Traditional target detection models are usually constrained by their training data and defined category logic. With the recent rise of language-vision modeling, new approaches that are not constrained by these fixed categories have emerged. Despite their flexibility, these open vocabulary detection models still fall short in accuracy compared to traditional fixed-category models. Meanwhile, more accurate data-specific models face challenges when they need to extend categories or merge different datasets for training. The latter are often not combinable due to logical or conflicting category definitions, which makes it difficult to enhance the model without compromising its performance.
CerberusDet
is a multi-head modeling framework designed to handle multi-target detection tasks based on theYOLO
architecture that can efficiently share information from the backbone and theNECK
visual characterization of some of the components while maintaining separate task heads. This approach allows theCerberusDet
Ability to perform efficiently while still delivering optimal results.exist
PASCAL VOC
datasets andObjects365
The model was evaluated on the dataset to demonstrate its capabilities.CerberusDet
State-of-the-art results were achieved, and inference time was reduced by36%
.. The more tasks are trained simultaneously, the more efficient the proposed model is compared to running separate models sequentially.
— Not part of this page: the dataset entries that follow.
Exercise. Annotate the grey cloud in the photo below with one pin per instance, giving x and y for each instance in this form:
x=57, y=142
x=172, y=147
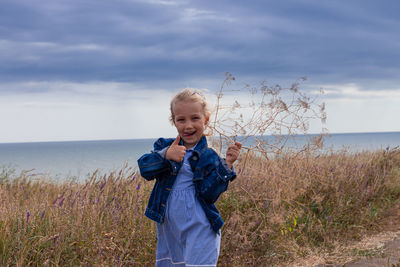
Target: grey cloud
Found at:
x=125, y=40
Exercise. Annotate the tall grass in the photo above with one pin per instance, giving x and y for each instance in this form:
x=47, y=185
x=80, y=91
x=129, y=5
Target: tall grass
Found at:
x=276, y=211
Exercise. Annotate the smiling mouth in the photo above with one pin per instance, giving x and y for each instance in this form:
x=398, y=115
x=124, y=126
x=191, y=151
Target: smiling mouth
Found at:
x=188, y=134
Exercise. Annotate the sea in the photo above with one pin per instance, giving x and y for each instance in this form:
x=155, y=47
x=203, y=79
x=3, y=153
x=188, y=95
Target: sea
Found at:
x=77, y=160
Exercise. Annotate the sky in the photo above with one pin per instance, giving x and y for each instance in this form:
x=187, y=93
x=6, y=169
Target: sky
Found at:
x=97, y=69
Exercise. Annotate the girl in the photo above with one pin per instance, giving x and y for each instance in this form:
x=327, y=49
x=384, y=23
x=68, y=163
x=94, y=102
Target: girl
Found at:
x=189, y=179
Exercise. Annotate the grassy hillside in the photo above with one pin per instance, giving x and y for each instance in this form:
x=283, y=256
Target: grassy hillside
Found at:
x=275, y=212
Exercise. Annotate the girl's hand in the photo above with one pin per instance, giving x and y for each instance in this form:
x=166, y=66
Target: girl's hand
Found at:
x=175, y=152
x=232, y=153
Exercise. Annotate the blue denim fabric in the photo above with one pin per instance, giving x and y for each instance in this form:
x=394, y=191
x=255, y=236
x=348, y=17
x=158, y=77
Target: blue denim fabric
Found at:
x=211, y=178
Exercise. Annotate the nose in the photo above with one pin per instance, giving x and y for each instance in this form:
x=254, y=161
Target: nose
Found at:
x=188, y=125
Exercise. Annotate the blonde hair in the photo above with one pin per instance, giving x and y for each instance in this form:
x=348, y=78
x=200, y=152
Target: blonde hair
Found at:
x=189, y=94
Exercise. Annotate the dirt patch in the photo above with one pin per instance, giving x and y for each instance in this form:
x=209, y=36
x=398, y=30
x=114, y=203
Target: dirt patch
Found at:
x=387, y=243
x=381, y=248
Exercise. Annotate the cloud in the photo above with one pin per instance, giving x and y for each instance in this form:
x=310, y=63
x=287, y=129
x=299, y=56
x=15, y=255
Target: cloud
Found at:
x=137, y=40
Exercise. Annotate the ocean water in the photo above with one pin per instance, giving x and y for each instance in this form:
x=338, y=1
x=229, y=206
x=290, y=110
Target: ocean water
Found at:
x=78, y=159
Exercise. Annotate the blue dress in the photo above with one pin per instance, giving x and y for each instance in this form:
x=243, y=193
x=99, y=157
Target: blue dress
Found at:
x=186, y=238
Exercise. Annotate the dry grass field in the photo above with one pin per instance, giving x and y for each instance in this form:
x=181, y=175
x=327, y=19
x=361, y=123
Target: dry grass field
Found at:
x=278, y=212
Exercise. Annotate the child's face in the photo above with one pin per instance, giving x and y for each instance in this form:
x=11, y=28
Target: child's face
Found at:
x=189, y=121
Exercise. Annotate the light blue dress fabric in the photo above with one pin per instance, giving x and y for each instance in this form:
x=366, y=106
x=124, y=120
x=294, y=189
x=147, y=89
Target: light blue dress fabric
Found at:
x=185, y=238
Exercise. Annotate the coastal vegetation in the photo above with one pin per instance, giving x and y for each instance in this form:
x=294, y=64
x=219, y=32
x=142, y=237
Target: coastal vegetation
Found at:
x=288, y=203
x=276, y=212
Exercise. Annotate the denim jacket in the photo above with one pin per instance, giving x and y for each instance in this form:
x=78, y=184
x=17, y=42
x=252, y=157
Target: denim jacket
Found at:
x=211, y=178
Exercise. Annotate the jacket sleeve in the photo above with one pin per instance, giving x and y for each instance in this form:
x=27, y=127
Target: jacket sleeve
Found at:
x=217, y=176
x=154, y=165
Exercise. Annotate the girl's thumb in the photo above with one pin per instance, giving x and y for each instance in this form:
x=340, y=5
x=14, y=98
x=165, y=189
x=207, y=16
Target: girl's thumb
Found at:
x=176, y=141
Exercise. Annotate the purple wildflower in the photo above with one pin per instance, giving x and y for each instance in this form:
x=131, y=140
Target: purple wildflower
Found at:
x=61, y=203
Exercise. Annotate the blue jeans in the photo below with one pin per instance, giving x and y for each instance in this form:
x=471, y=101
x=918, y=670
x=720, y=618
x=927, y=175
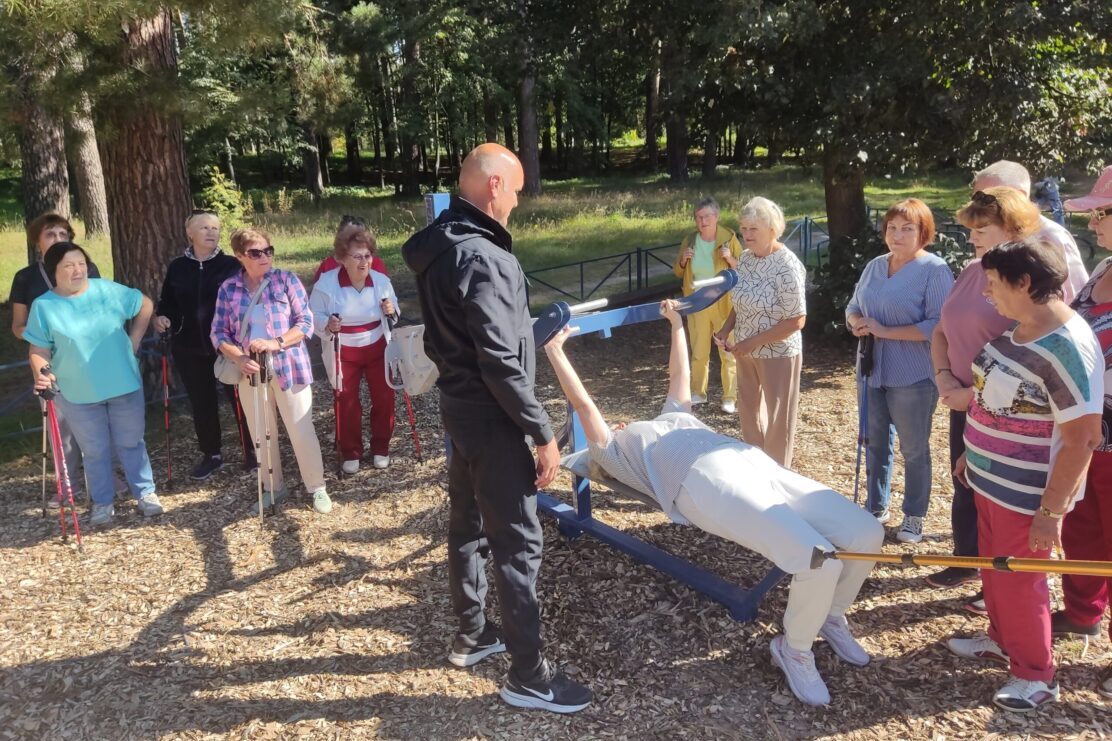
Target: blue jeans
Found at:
x=100, y=427
x=911, y=411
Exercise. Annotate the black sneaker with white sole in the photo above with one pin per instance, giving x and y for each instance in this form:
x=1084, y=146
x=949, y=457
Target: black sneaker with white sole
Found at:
x=467, y=651
x=552, y=690
x=208, y=465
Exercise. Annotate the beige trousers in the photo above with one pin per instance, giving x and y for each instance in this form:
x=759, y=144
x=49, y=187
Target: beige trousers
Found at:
x=768, y=403
x=295, y=406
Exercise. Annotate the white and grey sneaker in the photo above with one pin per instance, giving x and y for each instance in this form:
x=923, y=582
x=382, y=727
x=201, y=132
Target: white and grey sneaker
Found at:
x=911, y=530
x=979, y=646
x=101, y=514
x=1023, y=695
x=150, y=506
x=836, y=632
x=798, y=668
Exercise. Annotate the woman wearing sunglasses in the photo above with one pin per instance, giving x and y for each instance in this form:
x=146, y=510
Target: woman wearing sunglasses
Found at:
x=993, y=216
x=1088, y=530
x=265, y=310
x=350, y=306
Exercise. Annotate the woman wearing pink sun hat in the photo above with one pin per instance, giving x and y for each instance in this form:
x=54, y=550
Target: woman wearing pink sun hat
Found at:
x=1086, y=532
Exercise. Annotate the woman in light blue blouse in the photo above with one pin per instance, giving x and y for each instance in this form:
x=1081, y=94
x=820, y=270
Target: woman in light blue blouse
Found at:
x=897, y=302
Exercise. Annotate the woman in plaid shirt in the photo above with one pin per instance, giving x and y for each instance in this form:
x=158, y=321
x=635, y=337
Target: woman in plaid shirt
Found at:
x=277, y=325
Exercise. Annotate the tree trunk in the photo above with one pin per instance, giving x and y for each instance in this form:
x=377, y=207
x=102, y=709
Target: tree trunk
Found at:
x=227, y=158
x=527, y=129
x=148, y=195
x=507, y=125
x=711, y=142
x=88, y=173
x=489, y=115
x=310, y=162
x=42, y=155
x=653, y=111
x=325, y=146
x=558, y=125
x=410, y=121
x=351, y=149
x=844, y=186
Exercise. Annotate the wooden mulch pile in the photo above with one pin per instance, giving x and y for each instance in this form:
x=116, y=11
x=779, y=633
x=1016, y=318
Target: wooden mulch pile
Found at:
x=202, y=624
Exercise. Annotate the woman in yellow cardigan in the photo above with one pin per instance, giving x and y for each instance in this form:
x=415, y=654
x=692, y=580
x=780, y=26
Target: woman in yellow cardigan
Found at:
x=704, y=254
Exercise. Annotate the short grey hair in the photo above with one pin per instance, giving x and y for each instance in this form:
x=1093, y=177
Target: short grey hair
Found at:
x=1008, y=174
x=706, y=201
x=766, y=213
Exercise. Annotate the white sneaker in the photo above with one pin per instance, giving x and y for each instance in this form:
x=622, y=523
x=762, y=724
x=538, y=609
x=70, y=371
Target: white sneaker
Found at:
x=836, y=632
x=798, y=668
x=1023, y=695
x=150, y=506
x=321, y=503
x=911, y=530
x=979, y=646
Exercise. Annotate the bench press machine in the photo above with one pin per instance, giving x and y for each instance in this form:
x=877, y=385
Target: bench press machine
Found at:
x=573, y=522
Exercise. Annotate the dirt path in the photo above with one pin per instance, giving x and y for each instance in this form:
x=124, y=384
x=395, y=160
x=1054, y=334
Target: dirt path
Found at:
x=199, y=624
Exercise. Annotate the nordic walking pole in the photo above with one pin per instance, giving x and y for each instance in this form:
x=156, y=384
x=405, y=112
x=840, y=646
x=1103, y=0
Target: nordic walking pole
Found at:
x=164, y=344
x=1001, y=563
x=254, y=381
x=42, y=403
x=865, y=366
x=338, y=386
x=390, y=320
x=265, y=382
x=61, y=473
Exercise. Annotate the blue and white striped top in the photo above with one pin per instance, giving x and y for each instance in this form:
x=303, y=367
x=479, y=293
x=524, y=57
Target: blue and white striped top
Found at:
x=914, y=295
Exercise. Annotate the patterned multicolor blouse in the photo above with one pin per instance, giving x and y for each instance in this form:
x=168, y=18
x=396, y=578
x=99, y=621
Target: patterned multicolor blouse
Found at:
x=768, y=290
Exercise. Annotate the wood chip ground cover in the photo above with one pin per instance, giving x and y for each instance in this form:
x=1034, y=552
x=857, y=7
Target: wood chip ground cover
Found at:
x=201, y=624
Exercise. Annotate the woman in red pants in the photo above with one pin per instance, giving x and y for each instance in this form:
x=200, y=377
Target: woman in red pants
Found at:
x=1086, y=533
x=353, y=303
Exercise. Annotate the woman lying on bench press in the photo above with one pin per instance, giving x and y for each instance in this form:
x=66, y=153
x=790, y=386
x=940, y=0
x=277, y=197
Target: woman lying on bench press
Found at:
x=735, y=491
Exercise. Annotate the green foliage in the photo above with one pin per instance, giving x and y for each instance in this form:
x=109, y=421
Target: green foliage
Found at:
x=834, y=282
x=222, y=197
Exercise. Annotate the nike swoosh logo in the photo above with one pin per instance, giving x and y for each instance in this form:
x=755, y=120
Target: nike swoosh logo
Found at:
x=547, y=697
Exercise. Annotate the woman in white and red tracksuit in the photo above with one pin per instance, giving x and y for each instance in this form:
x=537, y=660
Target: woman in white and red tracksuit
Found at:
x=354, y=302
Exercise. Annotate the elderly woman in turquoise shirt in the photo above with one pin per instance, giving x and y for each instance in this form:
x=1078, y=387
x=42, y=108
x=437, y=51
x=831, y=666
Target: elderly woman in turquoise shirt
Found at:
x=77, y=329
x=899, y=302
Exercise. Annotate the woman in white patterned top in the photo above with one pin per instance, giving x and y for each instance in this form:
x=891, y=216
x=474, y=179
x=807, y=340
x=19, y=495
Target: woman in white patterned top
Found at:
x=763, y=332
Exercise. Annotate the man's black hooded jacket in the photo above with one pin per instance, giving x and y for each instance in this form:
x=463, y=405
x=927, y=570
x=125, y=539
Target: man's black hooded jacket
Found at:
x=477, y=326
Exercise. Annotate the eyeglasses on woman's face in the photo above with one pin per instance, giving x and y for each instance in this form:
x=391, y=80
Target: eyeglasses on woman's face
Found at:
x=256, y=254
x=983, y=198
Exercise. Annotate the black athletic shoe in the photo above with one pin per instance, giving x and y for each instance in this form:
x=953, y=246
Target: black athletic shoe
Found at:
x=467, y=651
x=208, y=466
x=1062, y=625
x=553, y=691
x=952, y=576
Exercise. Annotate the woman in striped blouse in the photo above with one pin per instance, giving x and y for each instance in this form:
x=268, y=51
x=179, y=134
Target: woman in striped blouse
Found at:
x=897, y=302
x=277, y=327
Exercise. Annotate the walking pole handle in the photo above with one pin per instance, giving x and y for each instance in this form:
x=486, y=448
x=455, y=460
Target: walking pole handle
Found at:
x=48, y=394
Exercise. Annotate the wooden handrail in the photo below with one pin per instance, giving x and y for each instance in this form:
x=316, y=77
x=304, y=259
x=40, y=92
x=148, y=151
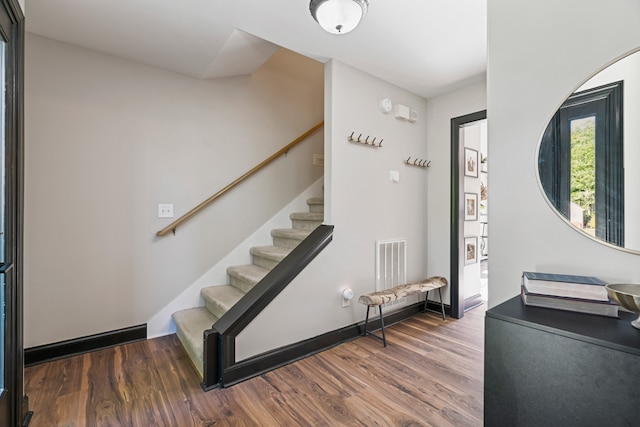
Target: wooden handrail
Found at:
x=175, y=224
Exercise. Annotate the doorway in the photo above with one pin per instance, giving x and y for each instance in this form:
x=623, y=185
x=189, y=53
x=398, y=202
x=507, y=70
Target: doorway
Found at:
x=13, y=403
x=469, y=212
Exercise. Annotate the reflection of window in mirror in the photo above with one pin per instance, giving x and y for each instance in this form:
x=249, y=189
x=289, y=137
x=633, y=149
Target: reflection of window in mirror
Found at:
x=583, y=173
x=583, y=143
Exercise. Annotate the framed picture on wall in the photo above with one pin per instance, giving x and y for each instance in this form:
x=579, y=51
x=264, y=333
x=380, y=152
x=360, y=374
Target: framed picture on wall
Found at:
x=470, y=250
x=471, y=162
x=470, y=207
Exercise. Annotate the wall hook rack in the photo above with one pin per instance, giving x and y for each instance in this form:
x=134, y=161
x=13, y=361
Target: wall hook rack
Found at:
x=365, y=140
x=418, y=162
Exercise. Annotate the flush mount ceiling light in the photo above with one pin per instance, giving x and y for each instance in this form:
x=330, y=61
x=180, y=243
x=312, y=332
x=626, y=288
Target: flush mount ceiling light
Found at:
x=338, y=16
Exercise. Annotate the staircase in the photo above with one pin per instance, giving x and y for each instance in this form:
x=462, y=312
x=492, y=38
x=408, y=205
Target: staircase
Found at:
x=192, y=322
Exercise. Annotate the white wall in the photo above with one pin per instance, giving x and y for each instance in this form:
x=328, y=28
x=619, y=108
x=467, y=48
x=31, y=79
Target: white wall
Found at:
x=362, y=204
x=440, y=112
x=533, y=64
x=628, y=70
x=106, y=140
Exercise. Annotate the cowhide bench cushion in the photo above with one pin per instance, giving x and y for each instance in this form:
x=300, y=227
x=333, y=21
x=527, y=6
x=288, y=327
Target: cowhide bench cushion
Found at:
x=401, y=291
x=377, y=299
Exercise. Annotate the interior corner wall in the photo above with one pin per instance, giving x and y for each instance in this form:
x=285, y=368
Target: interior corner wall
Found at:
x=441, y=110
x=533, y=65
x=362, y=204
x=107, y=139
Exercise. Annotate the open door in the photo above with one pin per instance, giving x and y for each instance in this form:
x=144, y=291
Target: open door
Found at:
x=13, y=403
x=467, y=231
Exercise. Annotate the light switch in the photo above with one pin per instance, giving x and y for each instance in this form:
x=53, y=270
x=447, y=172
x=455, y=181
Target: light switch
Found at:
x=165, y=210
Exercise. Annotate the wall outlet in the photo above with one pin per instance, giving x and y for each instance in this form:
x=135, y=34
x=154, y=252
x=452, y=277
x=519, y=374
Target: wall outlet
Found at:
x=165, y=210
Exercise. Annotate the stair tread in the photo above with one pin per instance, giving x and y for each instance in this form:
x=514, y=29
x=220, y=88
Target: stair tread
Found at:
x=248, y=272
x=290, y=233
x=307, y=216
x=225, y=296
x=190, y=324
x=275, y=253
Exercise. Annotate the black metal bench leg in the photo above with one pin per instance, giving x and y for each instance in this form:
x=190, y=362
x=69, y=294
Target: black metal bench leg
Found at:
x=441, y=303
x=366, y=321
x=384, y=340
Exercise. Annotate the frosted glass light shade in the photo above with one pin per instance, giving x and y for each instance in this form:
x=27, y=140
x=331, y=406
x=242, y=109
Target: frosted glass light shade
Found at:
x=338, y=16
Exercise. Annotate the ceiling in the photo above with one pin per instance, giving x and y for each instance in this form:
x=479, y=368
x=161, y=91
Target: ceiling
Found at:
x=428, y=47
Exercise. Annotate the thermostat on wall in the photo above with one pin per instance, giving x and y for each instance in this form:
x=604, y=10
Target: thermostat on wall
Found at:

discuss a paper or thesis (old): CerberusDet: Unified Multi-Dataset Object Detection
- Paper Address:/abs/2407.12632
- Thesis Code:/ai-forever/CerberusDet
Introduction
Sends a message to a user who uses the target detection (OD
Adding new categories to existing real-time applications involves several significant challenges. A key issue is that object categories labeled in one dataset may not be labeled in another dataset, even if the objects themselves appear in the latter's images. Moreover, merging different datasets is often impossible due to differences in annotation logic and incomplete category overlap. Also, such applications require efficient pipelines, which limits the use of independent data-specific models.
The goal of the paper is to construct a unified model trained on multiple datasets that is no less accurate than the performance of individually trained models, while utilizing fewer computational resources. The paper proposesCerberusDet
that are used to train a single detection neural network on multiple datasets simultaneously. The paper also demonstrates a method for identifying optimal model architectures, as not all tasks can be trained together. A notable challenge lies in determining which parameters are shared across tasks, and suboptimal grouping of tasks can lead to negative migration, i.e., the problem of sharing information between unrelated tasks. In addition, the proposed method is able to select architectures that fulfill the requirements when computational resources are limited. In the experiments with open data, theCerberusDet
The results obtained using a unified neural network are comparable to state-of-the-art models specific to isolated data.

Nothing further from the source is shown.